Although the partners successfully operated the business for years, a dispute arose out of unpaid wages after Saunders unsuccessfully tried to change the compensation structure of the business relationship.  In response, Firtel fired Saunders.  Saunders brought a lawsuit in Connecticut state court for unpaid wages claiming he was an employee.  He also sought to dissolve the limited liability company formed with Firtel. 

A few months ago, Connecticut’s wage and hour laws were in the national spotlight because of the scandal with AIG’s bonus plan for its employees in Wilton, Connecticut.    AIG claimed that it had to pay the bonuses because it feared double damages under Connecticut’s wage and hour laws.  In this instance, Saunders brought his case in court relying on the same provisions that AIG feared. 

Connecticut’s unpaid wage law, General Statutes section 31-72 ,provides that:

When any employer fails to pay an employee wages . . . the employee may recover, in a civil action, twice the full amount of such wages, with costs and such reasonable attorney’s fees as may be allowed by the court . . 

To recover double damages, although not mentioned in the statute, courts require a finding of bad faith, arbitrariness, and unreasonableness by the employer.  In Saunders’ case, he won because the trial court found that the failure to pay was willful.  What might seem strange about the case is that Saunders was not only an employee, but he was also a 49% stockholder and an officer in the company he sued to obtain double damages.  Firtel was a 51% owner, and the President. 
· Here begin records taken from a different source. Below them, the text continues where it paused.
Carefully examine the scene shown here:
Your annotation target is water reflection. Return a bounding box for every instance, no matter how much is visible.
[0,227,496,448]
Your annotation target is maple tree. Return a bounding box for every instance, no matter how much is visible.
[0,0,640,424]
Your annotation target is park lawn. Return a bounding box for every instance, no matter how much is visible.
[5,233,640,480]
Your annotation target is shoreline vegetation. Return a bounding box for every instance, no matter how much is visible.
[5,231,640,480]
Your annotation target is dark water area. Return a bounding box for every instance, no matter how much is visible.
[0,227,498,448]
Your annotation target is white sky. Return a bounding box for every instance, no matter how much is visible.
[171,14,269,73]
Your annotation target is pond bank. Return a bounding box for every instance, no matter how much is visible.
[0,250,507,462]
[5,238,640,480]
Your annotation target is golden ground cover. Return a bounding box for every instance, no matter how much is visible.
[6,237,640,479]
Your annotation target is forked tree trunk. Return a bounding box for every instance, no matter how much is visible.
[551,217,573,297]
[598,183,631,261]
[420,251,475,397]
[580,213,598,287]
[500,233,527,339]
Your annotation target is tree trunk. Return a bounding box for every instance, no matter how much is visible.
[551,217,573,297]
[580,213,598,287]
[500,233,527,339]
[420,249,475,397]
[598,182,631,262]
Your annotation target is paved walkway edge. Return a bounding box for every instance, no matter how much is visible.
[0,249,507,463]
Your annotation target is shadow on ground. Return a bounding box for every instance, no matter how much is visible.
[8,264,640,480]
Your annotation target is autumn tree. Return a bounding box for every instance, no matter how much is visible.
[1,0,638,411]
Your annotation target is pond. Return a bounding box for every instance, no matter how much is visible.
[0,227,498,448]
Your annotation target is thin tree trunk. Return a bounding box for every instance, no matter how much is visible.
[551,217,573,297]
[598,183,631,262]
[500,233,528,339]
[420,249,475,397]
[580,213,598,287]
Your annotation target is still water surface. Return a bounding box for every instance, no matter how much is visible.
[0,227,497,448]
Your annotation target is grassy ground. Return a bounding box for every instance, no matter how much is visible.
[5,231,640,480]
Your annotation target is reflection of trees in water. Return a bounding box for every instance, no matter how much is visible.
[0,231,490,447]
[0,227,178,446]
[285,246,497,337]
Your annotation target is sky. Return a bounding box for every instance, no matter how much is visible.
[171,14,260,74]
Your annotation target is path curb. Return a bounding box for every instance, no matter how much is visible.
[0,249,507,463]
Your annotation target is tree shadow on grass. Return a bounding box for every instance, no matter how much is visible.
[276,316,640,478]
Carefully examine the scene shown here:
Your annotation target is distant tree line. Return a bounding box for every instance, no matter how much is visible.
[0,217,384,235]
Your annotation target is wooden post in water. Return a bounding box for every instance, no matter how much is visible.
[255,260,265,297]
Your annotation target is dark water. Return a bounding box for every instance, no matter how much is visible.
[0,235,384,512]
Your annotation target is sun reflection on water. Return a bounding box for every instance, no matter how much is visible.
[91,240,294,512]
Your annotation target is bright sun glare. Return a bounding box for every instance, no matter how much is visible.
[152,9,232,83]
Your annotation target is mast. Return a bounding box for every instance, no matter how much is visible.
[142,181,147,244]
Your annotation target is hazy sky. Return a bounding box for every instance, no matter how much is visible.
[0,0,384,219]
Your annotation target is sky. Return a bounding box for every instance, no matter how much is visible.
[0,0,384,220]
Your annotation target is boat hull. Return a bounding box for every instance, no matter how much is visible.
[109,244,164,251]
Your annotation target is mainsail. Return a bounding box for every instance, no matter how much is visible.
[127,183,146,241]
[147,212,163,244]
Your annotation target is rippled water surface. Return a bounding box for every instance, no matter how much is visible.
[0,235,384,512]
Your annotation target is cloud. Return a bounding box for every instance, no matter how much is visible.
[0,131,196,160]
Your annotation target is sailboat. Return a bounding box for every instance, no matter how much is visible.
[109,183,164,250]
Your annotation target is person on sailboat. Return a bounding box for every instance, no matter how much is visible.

Dan Schwartz’s Employment Law Blog has a nice summary of the supreme court’s treatment of how Saunders qualified as an employee as well as the implication of the decision on employers.  I tend to agree with Dan that there is no significant impact on employers because if wages are earned, the wages should be paid regardless of the business relationship.

I think the case does highlight important considerations for business partners.  The case demonstrates how a breakdown in the relationship between two business partners can turn into a dispute where one partner effectively ends up in the shoes of the employer subject to wage and hour laws.  This was probably not intended and it is unlikely that Saunders and Firtel viewed themselves as employee and employer.  In fact, they appeared to be nearly equal partners.

The case is also another example of a once successful business partnership ending in arguments over compensation and written agreements.  It further shows that dissolution of a company is another judicial remedy, along with disassociation and expulsion in partnerships, for a company that can no longer operate in a practical manner.